Thank you in advance, Leo

limei0307 commented 1 year ago

Hi @LeonardoBarneschi, thanks for your interest in our work, and sorry for my later reply! I think one way is treating the dimer as two objects. For each of them, you can use cutoff to construct edges and use SphereNet to update edge features and node features. To further consider the intermolecular interactions which may be more important, and where the distance between the two monomers may vary a lot, you can use other ways to construct edges such as k-nearest neighbor, or even fully connection. In this way, you can ensure there are enough edges (and interactions) between the two monomers.
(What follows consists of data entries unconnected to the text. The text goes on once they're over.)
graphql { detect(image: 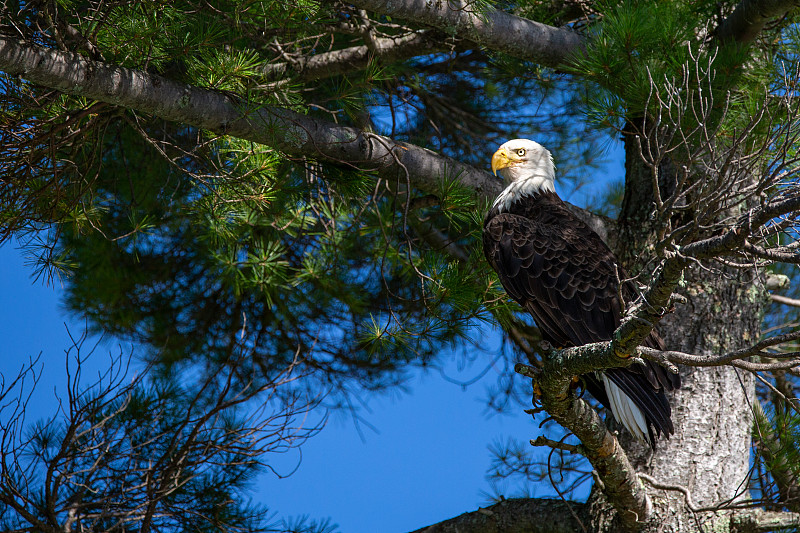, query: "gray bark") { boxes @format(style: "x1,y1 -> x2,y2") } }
594,134 -> 767,533
350,0 -> 585,68
0,36 -> 502,200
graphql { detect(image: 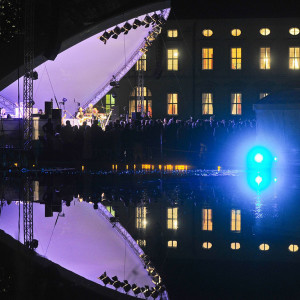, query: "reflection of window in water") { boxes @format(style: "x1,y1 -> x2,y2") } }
136,240 -> 146,247
167,207 -> 178,230
231,209 -> 241,232
202,242 -> 212,250
136,206 -> 147,229
168,241 -> 177,248
105,206 -> 116,217
202,208 -> 213,231
289,244 -> 299,252
259,244 -> 270,251
230,242 -> 241,250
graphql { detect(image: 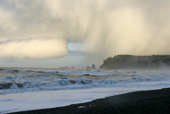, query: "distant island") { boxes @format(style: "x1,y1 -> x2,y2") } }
100,55 -> 170,69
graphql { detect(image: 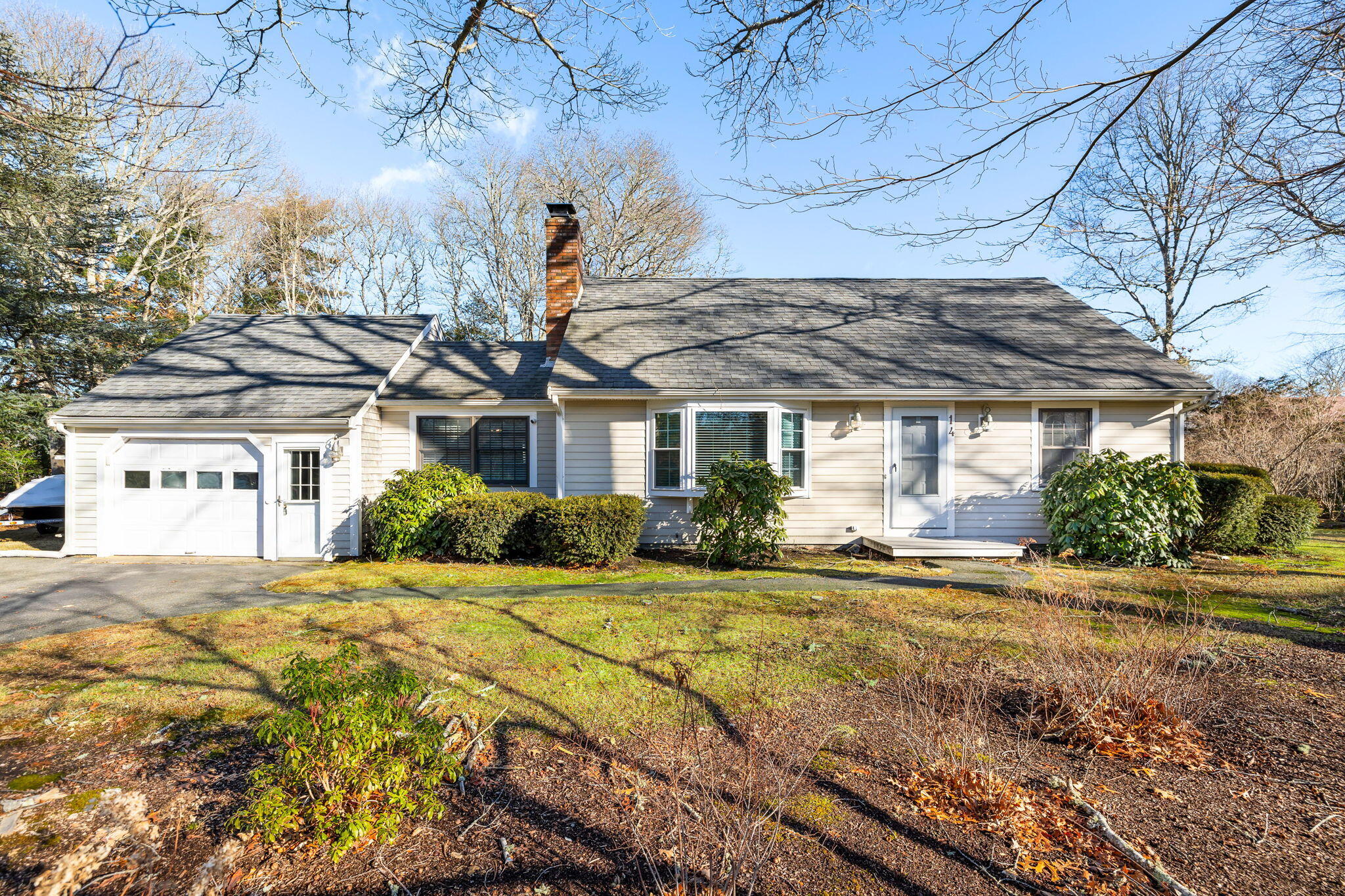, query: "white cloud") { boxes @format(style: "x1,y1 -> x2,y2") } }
364,161 -> 443,194
491,108 -> 537,146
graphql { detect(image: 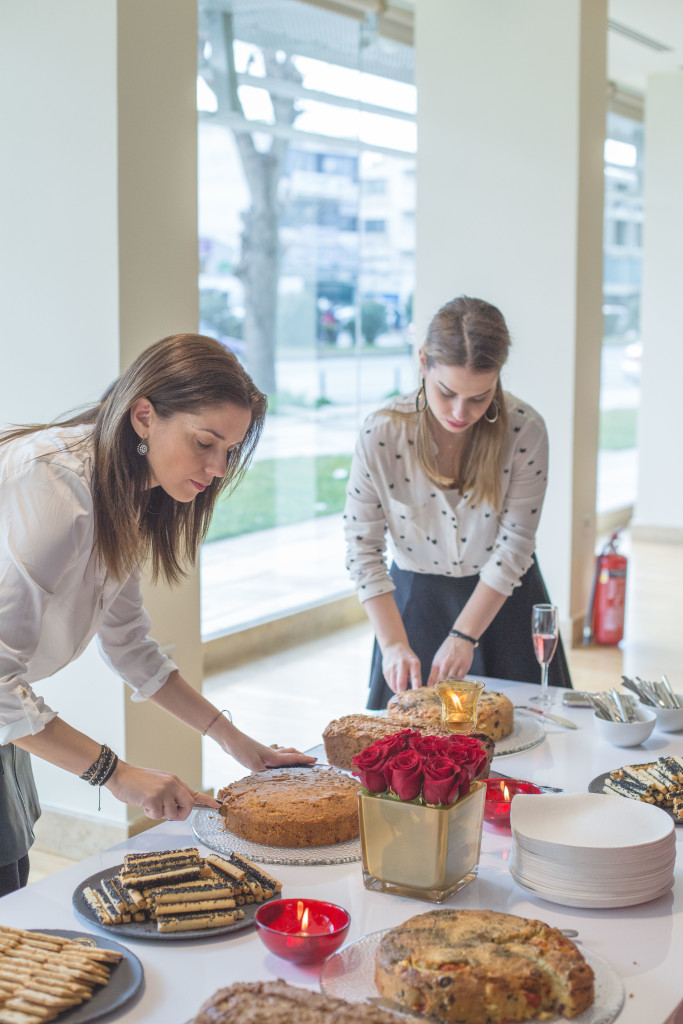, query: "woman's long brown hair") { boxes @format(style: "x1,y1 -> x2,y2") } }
0,334 -> 267,583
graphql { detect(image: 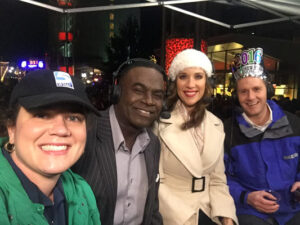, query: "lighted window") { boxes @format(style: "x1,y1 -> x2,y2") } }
109,23 -> 115,30
109,13 -> 115,20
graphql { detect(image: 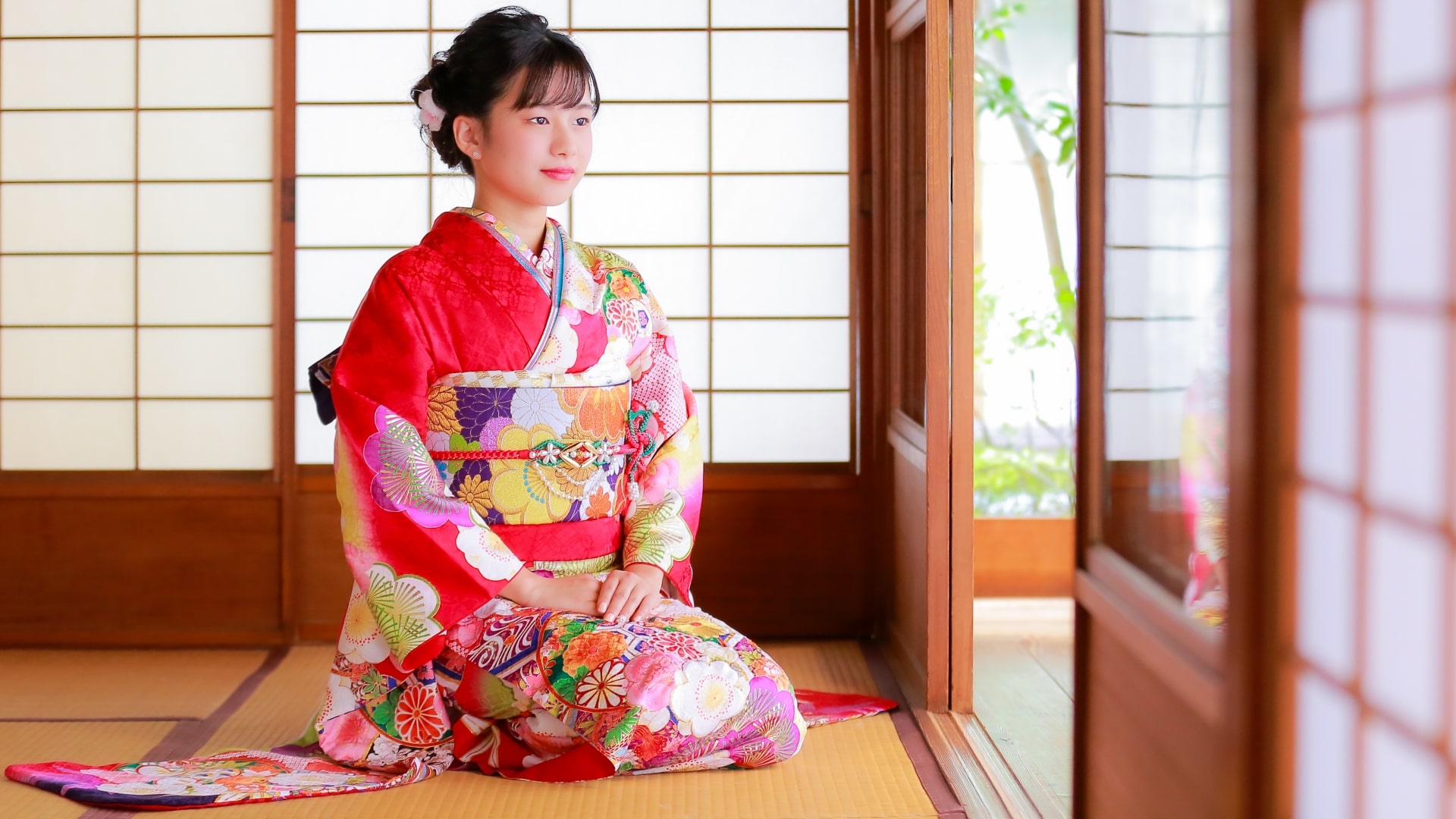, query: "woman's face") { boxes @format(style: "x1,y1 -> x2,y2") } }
456,71 -> 592,207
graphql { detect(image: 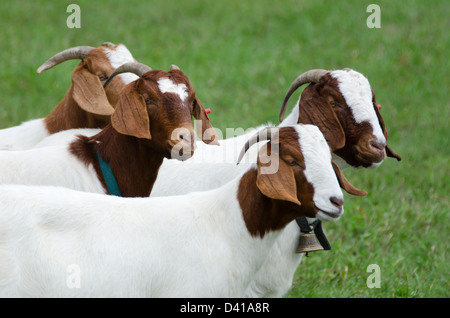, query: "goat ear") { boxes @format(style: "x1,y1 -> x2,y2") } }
373,104 -> 402,161
256,145 -> 301,205
331,161 -> 367,197
111,86 -> 152,139
72,67 -> 114,116
192,97 -> 219,145
298,84 -> 345,151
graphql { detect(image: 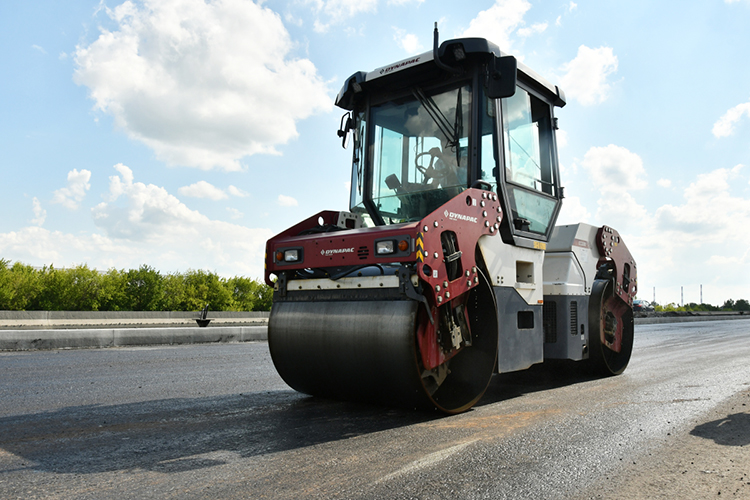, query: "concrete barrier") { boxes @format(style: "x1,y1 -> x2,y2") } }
0,311 -> 750,351
0,311 -> 269,330
0,326 -> 268,351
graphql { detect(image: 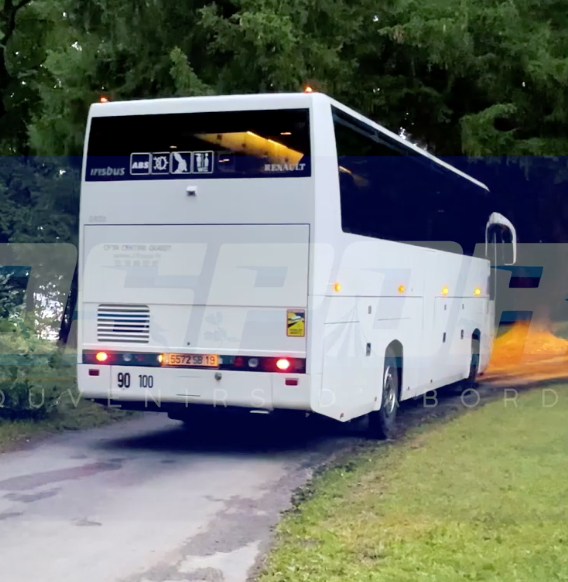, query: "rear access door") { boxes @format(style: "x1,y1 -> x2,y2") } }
82,224 -> 310,357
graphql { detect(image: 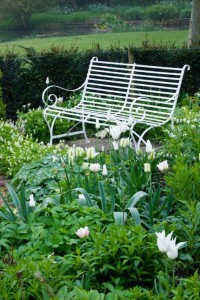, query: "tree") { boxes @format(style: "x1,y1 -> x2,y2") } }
0,0 -> 55,29
188,0 -> 200,47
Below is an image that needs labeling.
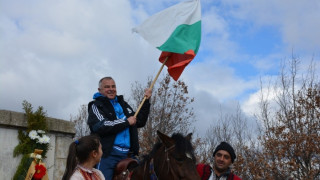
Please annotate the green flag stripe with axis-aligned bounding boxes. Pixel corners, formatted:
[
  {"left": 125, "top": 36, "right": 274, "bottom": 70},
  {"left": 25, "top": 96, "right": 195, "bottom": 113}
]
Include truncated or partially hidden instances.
[{"left": 157, "top": 21, "right": 201, "bottom": 54}]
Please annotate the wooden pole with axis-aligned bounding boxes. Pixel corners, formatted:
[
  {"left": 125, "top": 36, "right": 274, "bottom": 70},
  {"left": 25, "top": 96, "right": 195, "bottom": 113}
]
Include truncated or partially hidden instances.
[{"left": 134, "top": 56, "right": 169, "bottom": 117}]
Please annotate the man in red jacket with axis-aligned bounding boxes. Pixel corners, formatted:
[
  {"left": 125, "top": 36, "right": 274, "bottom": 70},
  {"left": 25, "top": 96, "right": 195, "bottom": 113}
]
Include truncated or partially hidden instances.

About the implementation: Overall, you may need four _edgeindex vectors, which are the edges within the first molecule, the edges within the second molecule, the edges from the first one to the second one, and the edges from the second one to the first one. You can use some well-defined functions in PyG to construct these edges. For example, the radius_graph we used in SphereNet, and the code for knn_graph.

In addition, I think this idea of considering different kind of edges are used in some interaction tasks, such as EquiBind for protein-ligand interaction, and EquiDock for protein-protein interaction. You can also look into these papers if interested.